The cook is doing his magic and he cooks in a very "showing-off" kind of style, which is fun to watch.

Last but not least, deep fried banana with ice-cream!

My weekend

It's Sunday and I finally have some time to sit down and post something! I'm in the final stages of my Sunday routine, which goes something like this: Wake up at nine, put clothes in washing machine, make breakfast, clean the floors and the rest of the apartment, chill for half an hour, get the laundry, take the bus to Jusco to get meat and other groceries, come home and put the groceries in the fridge, go to local supermarket for vegetables, come home, eat late lunch, after lunch go down to swimming pool to cool off, after that I go back up to apartment and post something on the blog, then hopefully skype with Rebecka, then go out jogging. That's been my Sunday routine for three Sundays now.
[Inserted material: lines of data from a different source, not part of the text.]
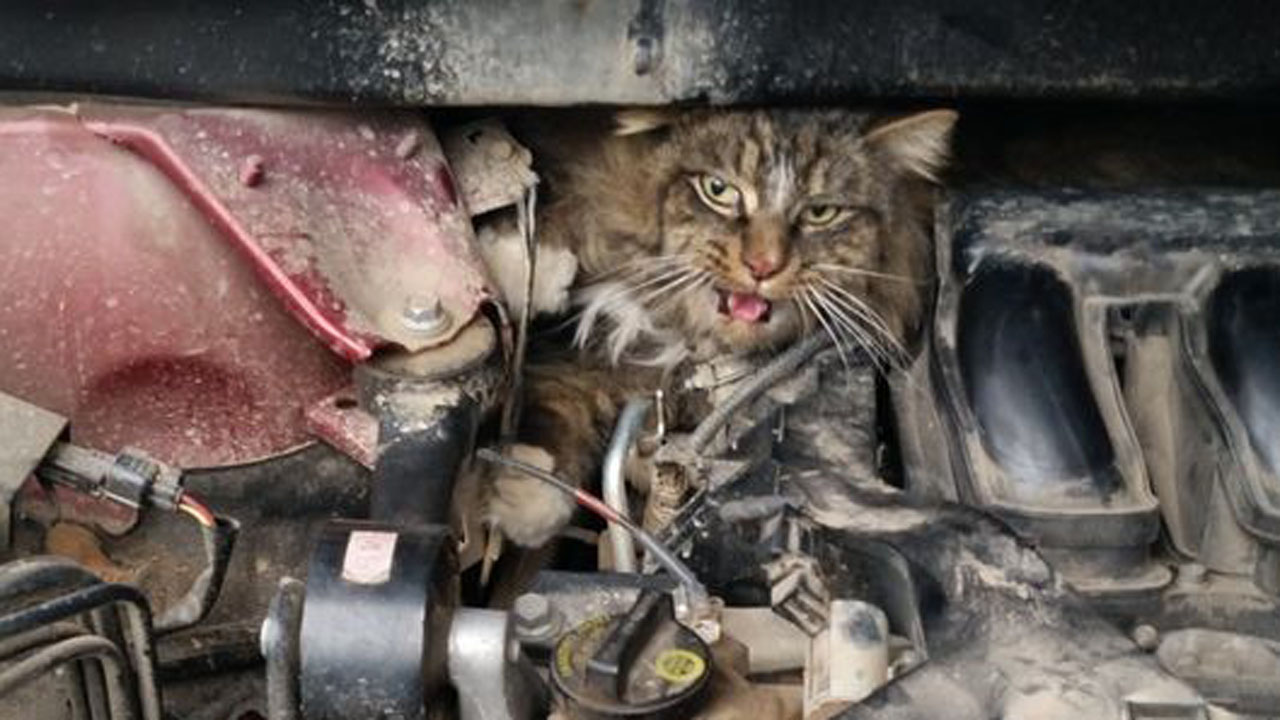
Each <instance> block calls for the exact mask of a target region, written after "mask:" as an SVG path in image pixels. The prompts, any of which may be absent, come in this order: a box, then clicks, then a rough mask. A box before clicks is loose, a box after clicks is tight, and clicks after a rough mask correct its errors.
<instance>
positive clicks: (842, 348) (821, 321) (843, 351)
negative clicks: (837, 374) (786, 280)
mask: <svg viewBox="0 0 1280 720" xmlns="http://www.w3.org/2000/svg"><path fill="white" fill-rule="evenodd" d="M814 297H817V292H815V290H814V288H813V287H810V286H808V284H806V286H805V287H804V295H801V296H800V299H801V300H804V304H805V305H808V306H809V310H810V311H812V313H813V316H814V318H817V319H818V322H819V323H822V327H823V329H824V331H827V334H828V336H829V337H831V341H832V342H833V343H836V352H837V354H840V364H841V365H844V366H845V372H846V373H847V372H849V369H850V368H849V356H847V355H846V354H845V343H842V342H840V337H841V333H837V332H836V329H835V328H832V325H831V323H828V322H827V319H826V318H823V315H822V313H820V311H818V307H817V306H815V305H814V301H813V299H814Z"/></svg>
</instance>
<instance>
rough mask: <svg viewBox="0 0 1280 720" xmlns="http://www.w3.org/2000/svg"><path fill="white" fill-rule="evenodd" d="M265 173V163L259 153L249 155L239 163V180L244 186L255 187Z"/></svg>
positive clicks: (260, 179)
mask: <svg viewBox="0 0 1280 720" xmlns="http://www.w3.org/2000/svg"><path fill="white" fill-rule="evenodd" d="M265 174H266V163H265V161H264V160H262V156H261V155H250V156H248V158H244V161H242V163H241V168H239V181H241V184H243V186H244V187H257V186H260V184H262V177H264V176H265Z"/></svg>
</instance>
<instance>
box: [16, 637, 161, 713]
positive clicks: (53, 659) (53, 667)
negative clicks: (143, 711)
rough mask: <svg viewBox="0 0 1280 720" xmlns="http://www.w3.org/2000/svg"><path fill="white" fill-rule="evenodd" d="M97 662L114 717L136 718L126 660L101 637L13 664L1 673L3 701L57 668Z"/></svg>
mask: <svg viewBox="0 0 1280 720" xmlns="http://www.w3.org/2000/svg"><path fill="white" fill-rule="evenodd" d="M87 659H96V660H97V661H100V662H101V664H102V671H104V673H102V674H104V675H105V676H106V679H108V683H109V688H110V689H109V692H110V696H111V716H113V717H120V719H122V720H125V719H132V717H136V716H137V714H136V710H134V707H133V706H132V703H129V702H128V694H127V693H125V689H124V683H123V679H124V678H127V676H128V674H127V673H128V669H127V666H125V664H124V656H123V655H122V653H120V648H118V647H115V644H114V643H113V642H111V641H109V639H106V638H99V637H83V638H72V639H68V641H61V642H59V643H55V644H51V646H47V647H44V648H41V650H38V651H36V652H33V653H32V655H29V656H27V657H24V659H22V660H19V661H18V662H14V664H13V665H12V666H9V667H8V669H5V670H4V671H3V673H0V697H3V696H5V694H8V693H10V692H13V691H15V689H18V688H20V687H22V685H24V684H27V683H29V682H32V680H35V679H36V678H40V676H41V675H44V674H46V673H49V671H50V670H52V669H54V667H58V666H59V665H61V664H64V662H70V661H74V660H87Z"/></svg>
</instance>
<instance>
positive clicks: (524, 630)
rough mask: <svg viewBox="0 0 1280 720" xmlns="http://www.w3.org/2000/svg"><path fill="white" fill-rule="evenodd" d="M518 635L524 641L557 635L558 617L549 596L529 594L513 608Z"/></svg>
mask: <svg viewBox="0 0 1280 720" xmlns="http://www.w3.org/2000/svg"><path fill="white" fill-rule="evenodd" d="M511 615H512V620H513V621H515V625H516V634H517V635H520V637H521V638H524V639H545V638H548V637H550V635H553V634H554V633H556V625H557V624H558V623H557V616H556V609H554V607H552V603H550V601H549V600H547V596H543V594H539V593H534V592H529V593H525V594H522V596H520V597H517V598H516V603H515V605H513V606H512V607H511Z"/></svg>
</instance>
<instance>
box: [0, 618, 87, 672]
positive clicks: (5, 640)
mask: <svg viewBox="0 0 1280 720" xmlns="http://www.w3.org/2000/svg"><path fill="white" fill-rule="evenodd" d="M83 634H84V628H82V626H79V625H77V624H76V623H70V621H67V623H51V624H49V625H41V626H38V628H33V629H31V630H27V632H26V633H20V634H17V635H13V637H9V638H4V639H0V662H3V661H6V660H9V659H10V657H13V656H15V655H20V653H23V652H27V651H28V650H31V648H33V647H36V646H41V644H49V643H52V642H59V641H65V639H68V638H74V637H78V635H83Z"/></svg>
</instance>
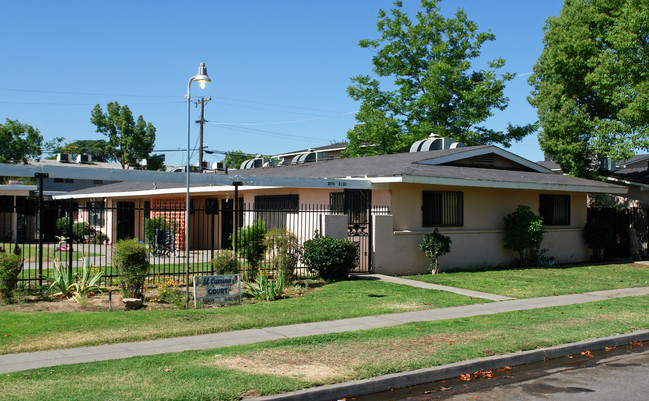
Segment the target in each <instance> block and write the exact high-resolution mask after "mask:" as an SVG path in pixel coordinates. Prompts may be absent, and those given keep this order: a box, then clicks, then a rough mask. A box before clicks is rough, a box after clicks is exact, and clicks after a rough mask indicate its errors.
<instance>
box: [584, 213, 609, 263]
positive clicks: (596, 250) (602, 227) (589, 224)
mask: <svg viewBox="0 0 649 401" xmlns="http://www.w3.org/2000/svg"><path fill="white" fill-rule="evenodd" d="M614 239H615V231H614V230H613V226H611V225H610V224H609V223H605V222H602V221H593V222H589V223H586V225H585V226H584V240H585V241H586V245H588V247H589V248H590V249H592V250H593V259H594V260H596V261H598V262H601V261H602V259H604V249H606V248H609V247H610V246H611V245H613V241H614Z"/></svg>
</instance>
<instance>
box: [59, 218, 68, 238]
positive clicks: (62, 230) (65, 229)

Yesterday I went to a house-warming party that started at Ikea, so I went in a bit earlier to enjoy a plate of some sweet Swedish meatballs.

I wouldn't be surprised if they ship them from Sweden as they tasted exactly the same as back home. Anyway, the gang met up at Ikea and since the Chinese enjoy sitting in the sofas and taking naps on the beds in Ikea we thought we would adapt to the culture here. We brought a few drinks and seated us in a living room, I read out loud for everyone what the different names meant and also read out loud from "Stora Djurboken" which could be found on a shelf in "our" living room. It was great fun sitting there enjoying some vodka and lemonade in a plastic bottle and just chatting away as if we were sitting in someone's home.

After an hour or so we went up to Jessica's apartment where the party got started, we later went out clubbing at a newly opened club, Nova. It was really crowded but good music. I was the only one from Rhytmico who went clubbing, everyone else live in the city centre so I got a taxi home alone but it was still ok since the fare was 37 CNY (43 kr) for a 20 minutes taxi ride. =)

On Saturday my internet went dead once again (Welcome to China..) and I decided to go in early to the city centre and take the cable car up to the Baiyun mountains. I wouldn't say they are mountains with the top peak being 385 meters above sea level but we all got our own definition I suppose. Since it had been raining all night it was very cloudy at the top so I'll pose some photos next time I go up there but I enjoyed the cable car ride up!

Not the most romantic spot to take a photo but it's a representative picture of Guangzhou where there are overhead roads everywhere. All the photos in the post were taken with my mobile camera if you've noticed some difference in quality.

I had one of these to myself, I quite liked the privacy and calm in my little cube as it went higher and higher.

The Chinese army mobilizing? Let's hope not!

Very authentic polo shirts!

This weekend I was in Guangzhou and couldn't help to do some shopping. Since I wear a shirt every day to work I wanted to have some variation in my wardrobe and I thought that a polo shirt or two would be nice. I've seen some horrible Ralph Lauren copies here, like this one:

...but I wanted something closer to the original.

I came across a woman having a three for a hundred (110kr) sale going on and decided to see what she had. The result are as follows:

A vanilla white one.

A dark blue one.

And my favorite, a purple one! This photo is taken early in the morning, hence my tired eyes.

You can still feel that the quality is not the same as the original but is it a 600 kr worth of difference? No.